Hugo Weaving did remarkably empathetic work from behind the rubber Guy Fawkes mask. At times, V speaking bordered dangerously close to the Green Goblin talking to Spider-Man on the rooftop of the first Spidey movie. Weaving succeeded in making you feel and believe V; not just in V's awesome fighting prowess, but his equally awesome domestic prowess. When V cooked Evey breakfast, it looked like a guy in a Halloween mask was hosting a Food Network cooking show. They should have showed V cleaning his bathroom in full costume too, waxing philosophically about the best cleansers to get rid of hard water and mildew stains in the shower.
I think what I was disappointed in the most was the lack of stylization with which V was depicted.
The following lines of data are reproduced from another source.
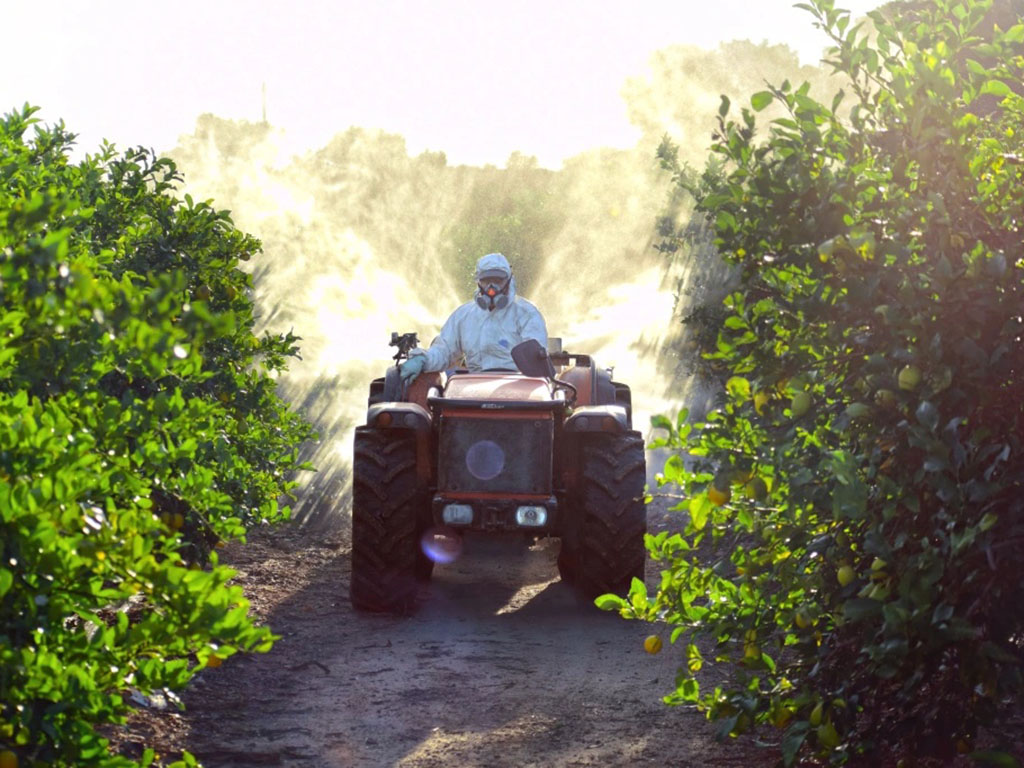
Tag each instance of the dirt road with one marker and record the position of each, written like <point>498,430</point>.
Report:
<point>501,666</point>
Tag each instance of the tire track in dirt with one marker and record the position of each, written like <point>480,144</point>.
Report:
<point>500,666</point>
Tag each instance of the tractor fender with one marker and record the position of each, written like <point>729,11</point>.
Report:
<point>398,416</point>
<point>610,419</point>
<point>408,417</point>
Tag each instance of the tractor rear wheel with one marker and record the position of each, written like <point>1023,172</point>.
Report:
<point>387,498</point>
<point>611,517</point>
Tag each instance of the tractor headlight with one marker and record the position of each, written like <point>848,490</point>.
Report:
<point>531,516</point>
<point>457,514</point>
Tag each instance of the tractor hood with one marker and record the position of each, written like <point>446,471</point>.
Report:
<point>495,386</point>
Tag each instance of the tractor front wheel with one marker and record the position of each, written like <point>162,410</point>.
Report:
<point>386,509</point>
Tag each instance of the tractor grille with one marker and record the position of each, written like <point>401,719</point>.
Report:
<point>495,455</point>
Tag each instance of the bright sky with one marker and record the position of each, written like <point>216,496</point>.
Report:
<point>476,80</point>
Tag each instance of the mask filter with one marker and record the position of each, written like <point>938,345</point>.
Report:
<point>494,294</point>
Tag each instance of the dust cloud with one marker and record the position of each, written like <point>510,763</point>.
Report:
<point>360,239</point>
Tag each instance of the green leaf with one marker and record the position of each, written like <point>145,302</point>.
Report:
<point>793,740</point>
<point>761,99</point>
<point>609,602</point>
<point>995,88</point>
<point>859,608</point>
<point>700,507</point>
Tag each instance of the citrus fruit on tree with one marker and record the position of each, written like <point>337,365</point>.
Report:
<point>909,378</point>
<point>846,574</point>
<point>718,496</point>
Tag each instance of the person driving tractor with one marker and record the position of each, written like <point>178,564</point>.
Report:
<point>482,332</point>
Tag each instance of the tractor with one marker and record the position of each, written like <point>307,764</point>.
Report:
<point>545,451</point>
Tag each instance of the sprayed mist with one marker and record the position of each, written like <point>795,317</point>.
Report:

There were only two shots that delivered what I was looking for visually: one where V, his black cloak swirling dramatically, leaps onto the church rooftop on his way to kill the bishop - an image straight out of a comic book panel. The second was V spectrally appearing in the shadows as he waited to kill the coroner who'd once imprisoned him. The rest of the time, V sort of just stood around.
As the star billed above the title, Natalie Portman is an easy target for complaints regarding her performance and British accent. To her credit, Portman anchored every scene she was in. She hammered home all the emotion and did the work for two in her scenes with V due to the restrictions of V's mask. She never caught a break, never had a form of laughter or release - she didn't even get to laugh at the Benny Hill stuff.
The sequence where Evey is captured, tortured by V, and discovers the letter of the dead lesbian is the most riveting of the entire picture. Although, going back to an earlier complaint, when Evey is being shaved bald, you feel the sympathy for Evey entirely because of Portman's performance but a great director like the late Kubrick would have gone further, would have been able to make us feel her pain as if it were our heads also being shaved.
Though the reveal was inelegantly handled, I did like V's elaborate ruse of kidnapping and torturing Evey. Although I didn't quite buy V's explanation for torturing her.
V: "Evey, I can't tell you how difficult it was for me to string you up by your wrists, strip you naked and hose you down like you were headed for the gas chamber. You must believe me: It took everything I had not to hose you from your front. And to use a real hose."